PARIS: C'est un candidat "maison" qui a été choisi par l'Elysée: Clément Hervieu-Léger, 48 ans, acteur et metteur en scène subtil de la Comédie-Française sera à partir d'août le prochain administrateur général de l'institution, dont il devra assurer le "rayonnement".

Le ministère de la Culture en a fait l'annonce mercredi, en lui confiant pour mission d'œuvrer "à la présentation et à l'exploitation du répertoire actuel" de la maison dite de Molière, "tout en veillant à son élargissement à des œuvres contemporaines ou anciennes (...) pas (...) encore présentées".

"Il aura à cœur de piloter le développement des tournées, de la politique audiovisuelle, ainsi que de politiques en direction des jeunes et des publics éloignés de la culture", précise-t-il encore.

Autre travail confié: mener d'importants travaux de mises aux normes, de restauration et de rénovation énergétique des différents sites du théâtre.

Plus ancienne troupe de théâtre au monde encore en activité, la Comédie-Française est née en 1680 lorsque son ancien protecteur Louis XIV décide de fusionner sa troupe avec une autre.
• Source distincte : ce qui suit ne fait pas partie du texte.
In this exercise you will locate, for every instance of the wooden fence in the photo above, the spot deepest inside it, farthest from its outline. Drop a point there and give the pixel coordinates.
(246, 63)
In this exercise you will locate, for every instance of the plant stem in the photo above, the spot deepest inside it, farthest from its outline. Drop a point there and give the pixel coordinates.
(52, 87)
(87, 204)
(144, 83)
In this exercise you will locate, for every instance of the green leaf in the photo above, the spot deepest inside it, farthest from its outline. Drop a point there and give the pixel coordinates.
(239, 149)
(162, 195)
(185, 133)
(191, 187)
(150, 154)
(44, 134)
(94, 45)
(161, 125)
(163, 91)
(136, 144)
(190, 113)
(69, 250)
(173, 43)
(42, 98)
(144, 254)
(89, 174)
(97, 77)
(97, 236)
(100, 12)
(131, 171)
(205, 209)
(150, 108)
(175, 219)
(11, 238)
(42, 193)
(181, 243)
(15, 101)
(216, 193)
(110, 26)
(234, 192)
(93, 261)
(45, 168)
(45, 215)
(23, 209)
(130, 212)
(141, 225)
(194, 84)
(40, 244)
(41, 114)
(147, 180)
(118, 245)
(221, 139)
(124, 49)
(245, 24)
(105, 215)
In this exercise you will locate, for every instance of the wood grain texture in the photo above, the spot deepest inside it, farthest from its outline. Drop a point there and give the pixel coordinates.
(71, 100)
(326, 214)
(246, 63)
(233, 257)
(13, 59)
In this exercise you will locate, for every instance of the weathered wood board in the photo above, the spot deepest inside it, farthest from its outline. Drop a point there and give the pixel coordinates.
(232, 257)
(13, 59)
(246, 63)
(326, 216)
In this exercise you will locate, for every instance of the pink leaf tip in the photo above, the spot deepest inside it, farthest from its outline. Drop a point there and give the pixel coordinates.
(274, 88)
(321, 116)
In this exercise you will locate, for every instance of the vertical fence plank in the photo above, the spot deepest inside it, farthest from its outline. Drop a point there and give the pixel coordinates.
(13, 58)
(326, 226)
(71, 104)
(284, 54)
Elle connaîtra quatre salles avant d'atterrir à la Salle Richelieu, près du Palais-Royal à Paris, où elle se produit depuis 1799.

L'Elysée a fait le choix de la candidature interne: Clément Hervieu-Léger est membre depuis 2005 de la troupe et est devenu sociétaire en 2018.

Au cours des vingt années passées au cœur de cette troupe, l'acteur a incarné Robespierre dans "La Mort de Danton" de Georg Büchner, dirigé par Simon Delétang, Dorante dans "Le Bourgeois gentilhomme" de Molière, créé par Valérie Lesort et Christian Hecq ou encore Günther von Essenbeck dans "Les Damnés" de Visconti distribué par le metteur en scène Ivo van Hove.

"La tâche est immense et enthousiasmante", a commenté M. Hervieu-Léger dans un communiqué de la Comédie-Française. "Je présenterai précisément mon projet pour la Comédie-Française à l'issue de cette période de passation", à savoir jusqu'à sa prise de fonctions en août, a-t-il annoncé.

- Opéra, ballet -

"Nous avons d'importants travaux à mener la saison prochaine Salle Richelieu et devrions être hors les murs pendant six mois", a indiqué à l'AFP une porte-parole de l'institution.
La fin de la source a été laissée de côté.